Agressão à banda Test em show de black metal mostra a intolerância roqueira
Marcelo Moreira
O fato aconteceu há 15 dias e não pretendia abordá-lo, apesar de sua gravidade. Alertado por leitores deste Combate Rock, mudei de ideia: o ataque à banda Test ao final de um festival de metal extremo, em São Paulo, não foi um fato isolado, como de início muitos consideraram, eu inclusive. Até que ponto o episódio de intolerância e desrespeito á liberdade de expressão pode ser considerado grave a ponto de manchar o pouquíssimo do que resta de cena roqueira em São Paulo?
Para quem não lembra, o Test é um duo de guitarra e bateria que faz um barulho desgraçado antes e ao final de eventos musicais na capital paulista. Podem ser o show do Paul McCartney ou de uma banda pequena de metal em um bar escondido: a Kombi velha estaciona perto, João Kombi (o guitarrista e vocalista) desce e rapidamente monta o amplificador e ajuda a montar a bateria. Logo em seguida surge um grindcore quase ensurdecedor.
Geralmente, ao final dos shows, a banda de rua Test ganha a curiosidade de alguns, assim como esparsos aplausos. A maioria costuma olhar com desprezo o trabalho da dupla, achando que se trata apenas de mais dois mendigos enchendo o saco. Pois o Test é conceituado no Brasil e no exterior e tem o respeito de diversas entidades culturais por conta do trabalho de arte na rua. E sua música tem qualidade.
No último dia 7 de dezembro, alguns espectadores do Extreme Hate Festival levaram o hate (ódio) muito a sério.

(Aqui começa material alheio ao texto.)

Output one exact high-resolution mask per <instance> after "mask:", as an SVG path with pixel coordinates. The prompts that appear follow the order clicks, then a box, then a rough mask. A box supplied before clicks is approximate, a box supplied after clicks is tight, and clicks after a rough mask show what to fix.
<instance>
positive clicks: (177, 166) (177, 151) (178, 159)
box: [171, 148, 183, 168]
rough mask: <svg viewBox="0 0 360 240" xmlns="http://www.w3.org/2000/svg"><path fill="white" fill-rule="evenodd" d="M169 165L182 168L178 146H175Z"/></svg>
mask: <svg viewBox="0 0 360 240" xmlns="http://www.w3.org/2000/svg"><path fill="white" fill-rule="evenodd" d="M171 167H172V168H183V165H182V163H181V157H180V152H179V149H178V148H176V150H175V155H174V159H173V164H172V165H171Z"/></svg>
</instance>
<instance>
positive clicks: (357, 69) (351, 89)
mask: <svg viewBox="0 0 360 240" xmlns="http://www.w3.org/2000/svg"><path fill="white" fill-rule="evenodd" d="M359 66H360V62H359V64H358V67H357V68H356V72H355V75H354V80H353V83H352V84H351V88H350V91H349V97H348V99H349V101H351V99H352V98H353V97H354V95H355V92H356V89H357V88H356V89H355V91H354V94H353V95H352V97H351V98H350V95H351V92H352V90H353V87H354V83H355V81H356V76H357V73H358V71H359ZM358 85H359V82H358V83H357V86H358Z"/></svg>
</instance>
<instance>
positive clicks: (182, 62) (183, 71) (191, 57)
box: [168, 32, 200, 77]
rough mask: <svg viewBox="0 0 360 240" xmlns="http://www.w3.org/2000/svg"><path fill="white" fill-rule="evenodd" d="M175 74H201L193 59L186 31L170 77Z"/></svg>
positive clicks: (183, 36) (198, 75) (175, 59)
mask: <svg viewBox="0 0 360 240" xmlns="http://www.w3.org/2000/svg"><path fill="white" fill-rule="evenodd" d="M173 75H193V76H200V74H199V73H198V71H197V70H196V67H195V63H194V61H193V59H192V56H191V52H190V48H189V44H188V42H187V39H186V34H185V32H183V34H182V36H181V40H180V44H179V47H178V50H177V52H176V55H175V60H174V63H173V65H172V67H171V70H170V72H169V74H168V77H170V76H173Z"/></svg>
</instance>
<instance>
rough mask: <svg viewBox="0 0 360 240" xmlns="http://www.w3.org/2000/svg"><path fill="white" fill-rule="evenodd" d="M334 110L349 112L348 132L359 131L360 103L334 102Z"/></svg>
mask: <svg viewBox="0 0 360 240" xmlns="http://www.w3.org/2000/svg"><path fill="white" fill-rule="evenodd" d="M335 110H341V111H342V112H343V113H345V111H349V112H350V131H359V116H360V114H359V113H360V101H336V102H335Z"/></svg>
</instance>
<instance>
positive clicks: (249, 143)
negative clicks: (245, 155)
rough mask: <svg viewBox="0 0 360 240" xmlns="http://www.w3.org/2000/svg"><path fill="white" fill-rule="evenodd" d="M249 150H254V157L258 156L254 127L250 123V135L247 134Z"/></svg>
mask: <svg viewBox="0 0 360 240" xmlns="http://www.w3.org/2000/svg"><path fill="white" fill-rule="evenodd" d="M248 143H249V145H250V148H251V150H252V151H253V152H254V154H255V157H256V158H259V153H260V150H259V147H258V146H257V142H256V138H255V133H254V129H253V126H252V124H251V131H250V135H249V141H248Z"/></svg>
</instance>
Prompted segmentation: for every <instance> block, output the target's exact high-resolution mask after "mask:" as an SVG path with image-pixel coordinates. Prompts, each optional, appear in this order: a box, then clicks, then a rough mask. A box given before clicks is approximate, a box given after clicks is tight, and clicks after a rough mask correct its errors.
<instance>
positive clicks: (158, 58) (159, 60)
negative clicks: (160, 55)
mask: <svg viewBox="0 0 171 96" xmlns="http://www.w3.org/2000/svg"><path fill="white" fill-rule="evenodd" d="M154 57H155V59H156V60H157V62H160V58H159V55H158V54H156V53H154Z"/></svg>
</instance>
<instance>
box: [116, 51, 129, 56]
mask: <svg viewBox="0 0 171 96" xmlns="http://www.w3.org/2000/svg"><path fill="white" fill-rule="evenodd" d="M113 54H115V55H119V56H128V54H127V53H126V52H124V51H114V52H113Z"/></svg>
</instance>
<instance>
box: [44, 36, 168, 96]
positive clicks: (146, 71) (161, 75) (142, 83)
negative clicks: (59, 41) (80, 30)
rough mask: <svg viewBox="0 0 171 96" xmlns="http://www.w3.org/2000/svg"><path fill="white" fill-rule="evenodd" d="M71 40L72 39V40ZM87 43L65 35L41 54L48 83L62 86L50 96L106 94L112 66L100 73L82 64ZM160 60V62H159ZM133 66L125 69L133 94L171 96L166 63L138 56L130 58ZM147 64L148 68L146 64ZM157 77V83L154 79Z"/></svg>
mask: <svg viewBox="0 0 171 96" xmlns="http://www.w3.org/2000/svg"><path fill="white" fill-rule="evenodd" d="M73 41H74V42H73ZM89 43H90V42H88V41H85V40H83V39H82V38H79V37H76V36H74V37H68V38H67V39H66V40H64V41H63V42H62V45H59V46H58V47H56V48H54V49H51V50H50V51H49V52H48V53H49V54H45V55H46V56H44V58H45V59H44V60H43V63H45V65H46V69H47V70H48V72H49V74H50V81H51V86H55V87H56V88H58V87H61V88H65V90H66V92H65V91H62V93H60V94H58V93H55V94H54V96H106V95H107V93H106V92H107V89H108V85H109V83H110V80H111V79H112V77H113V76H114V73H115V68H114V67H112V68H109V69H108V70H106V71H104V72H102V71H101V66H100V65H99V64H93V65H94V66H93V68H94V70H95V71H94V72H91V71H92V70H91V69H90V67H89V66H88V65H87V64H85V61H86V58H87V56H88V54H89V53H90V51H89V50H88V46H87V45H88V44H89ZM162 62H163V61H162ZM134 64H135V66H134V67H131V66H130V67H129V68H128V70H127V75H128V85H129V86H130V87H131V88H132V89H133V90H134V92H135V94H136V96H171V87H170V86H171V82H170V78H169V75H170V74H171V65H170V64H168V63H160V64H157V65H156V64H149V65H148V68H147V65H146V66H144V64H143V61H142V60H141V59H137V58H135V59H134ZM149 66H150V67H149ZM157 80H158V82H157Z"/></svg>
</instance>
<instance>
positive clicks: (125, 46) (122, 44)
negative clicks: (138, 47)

O evento, dedicado ao black metal e metal extremo, é um dos mais apreciados pelos fã do estilo em São Paulo, e algns não gostaram de ver o test tocando o seu grind do lado de fora do Tropical Club, no bairro de Pinheiros, em São Paulo.
Não gostar é um direito, mas agredir não. Era só passar direto e ignorar a dupla tocando sua música. Mais eis que alguns intolerantes e pentelhos resolveram incomodar o Test. Xingaram e disseram que eles não deveriam estar ali. Como foram ignorados, dois dos idiotas tentaram atrapalhar a performance do Test na rua, interrompendo por três vezes as músicas, segundo relatos de quatro pessoas que estiveram no festival ou que passavam pelo local no momento.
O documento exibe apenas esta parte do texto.